Cette attention la plus singulière avoit pour but la netteté dans ses sujets, &
de cacher aux yeux & à l'esprit, par le charme de la simplicité, l'excès de son
travail ; c'est ce qu'on peut appeler la vraye magie de l'art. La prodigieuse étude
qu'il avoit faite des Anciens, & des meilleurs Auteurs Italiens & François,
& ses profondes réflexions sur chacune de leurs qualitez, les luy avoient renduës
si familieres, qu'il ne pouvoit jamais faire qu'un choix distingué, lors même qu'il
s'abandonnoit au feu & à la rapidité de son génie. C'est par-là qu'il méritoit
d'être, & qu'il étoit devenu, pour ainsi dire, l'arbitre du bon goût.

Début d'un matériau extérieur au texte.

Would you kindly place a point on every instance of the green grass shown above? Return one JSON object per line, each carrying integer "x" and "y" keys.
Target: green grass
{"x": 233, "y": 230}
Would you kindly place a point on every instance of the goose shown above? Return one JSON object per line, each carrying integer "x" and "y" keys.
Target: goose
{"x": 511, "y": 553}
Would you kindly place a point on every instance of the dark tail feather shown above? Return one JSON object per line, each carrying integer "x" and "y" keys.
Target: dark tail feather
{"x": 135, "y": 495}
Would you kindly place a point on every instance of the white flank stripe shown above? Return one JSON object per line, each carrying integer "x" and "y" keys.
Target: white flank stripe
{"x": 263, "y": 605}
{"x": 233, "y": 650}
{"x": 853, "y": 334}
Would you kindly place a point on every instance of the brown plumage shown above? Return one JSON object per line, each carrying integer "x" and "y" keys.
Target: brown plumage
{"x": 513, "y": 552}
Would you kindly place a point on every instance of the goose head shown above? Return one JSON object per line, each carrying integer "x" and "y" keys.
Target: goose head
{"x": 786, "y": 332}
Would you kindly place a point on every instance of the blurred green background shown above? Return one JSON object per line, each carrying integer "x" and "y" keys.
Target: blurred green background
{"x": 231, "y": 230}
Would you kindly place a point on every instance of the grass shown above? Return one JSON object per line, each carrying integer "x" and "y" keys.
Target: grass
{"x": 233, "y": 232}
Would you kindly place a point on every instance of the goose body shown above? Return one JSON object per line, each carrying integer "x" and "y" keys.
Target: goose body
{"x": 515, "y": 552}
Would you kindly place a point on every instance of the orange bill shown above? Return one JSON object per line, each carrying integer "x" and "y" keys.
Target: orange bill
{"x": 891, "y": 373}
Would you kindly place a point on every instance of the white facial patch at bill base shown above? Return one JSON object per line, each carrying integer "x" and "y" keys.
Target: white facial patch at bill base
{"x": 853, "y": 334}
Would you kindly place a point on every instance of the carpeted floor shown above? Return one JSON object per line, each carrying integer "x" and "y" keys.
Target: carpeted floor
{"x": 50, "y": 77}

Jaloux il est vray du mérite d'autruy, mais de cette jalousie que fait naître une
noble émulation, & qui caractérise toujours les grands Hommes, tout ce qu'il étendoit
de beau allumoit an luy une ardeur encore plus grande pour l'étude ; mais cette émulation
puisée uniquement dans le goût supérieur, n'étoit que favorable aux autres Maîtres,
à qui il rendoit plus de justice que leurs plus zelez Partisans ; ce qui se peut prouver
par le choix volontaire qu'il a fait d'une partie de ses plus habiles Contemporains
pour luy succeder, & pour remplir même dès son vivant quelques-unes de ses Charges.
Enfin M. De la Lande n'a pû trouver que dans la mort la fin de ses laborieuses études
& de ses admirables productions.
J'ay l'honneur d'être, Monsieur, avec l'estime la plus sincere & la plus profonde,
votre très-humble & très-obéissant serviteur, DE BLAMONT.